Altimeter CEO Brad Gerstner is buying Nvidia

Altimeter Capital CEO Brad Gerstner said Thursday that he’s moving out of the “bomb shelter” with Nvidia and into a position of safety, expecting that the chipmaker is positioned to withstand President Donald Trump’s widespread tariffs.

“The growth and the demand for GPUs is off the charts,” he told CNBC’s “Fast Money Halftime Report,” referring to Nvidia’s graphics processing units that are powering the artificial intelligence boom. He said investors just need to listen to commentary from OpenAI, Google and Elon Musk.

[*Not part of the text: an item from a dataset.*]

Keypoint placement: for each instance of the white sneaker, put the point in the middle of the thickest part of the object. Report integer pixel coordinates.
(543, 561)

President Trump announced an expansive and aggressive “reciprocal tariff” policy in a ceremony at the White House on Wednesday. The plan established a 10% baseline tariff, though many countries like China, Vietnam and Taiwan are subject to steeper rates. The announcement sent stocks tumbling on Thursday, with the tech-heavy Nasdaq down more than 5%, headed for its worst day since 2022.

The big reason Nvidia may be better positioned to withstand Trump’s tariff hikes is because semiconductors are on the list of exceptions, which Gerstner called a “wise exception” due to the importance of AI.

Nvidia’s business has exploded since the release of OpenAI’s ChatGPT in 2022, and annual revenue has more than doubled in each of the past two fiscal years. After a massive rally, Nvidia’s stock price has dropped by more than 20% this year and was down almost 7% on Thursday.

Gerstner is concerned about the potential of a recession due to the tariffs, but is relatively bullish on Nvidia, and said the “negative impact from tariffs will be much less than in other areas.”

He said it’s key for the U.S. to stay competitive in AI. And while the company’s chips are designed domestically, they’re manufactured in Taiwan “because they can’t be fabricated in the U.S.” Higher tariffs would punish companies like Meta and Microsoft, he said.

“We’re in a global race in AI,” Gerstner said. “We can’t hamper our ability to win that race.”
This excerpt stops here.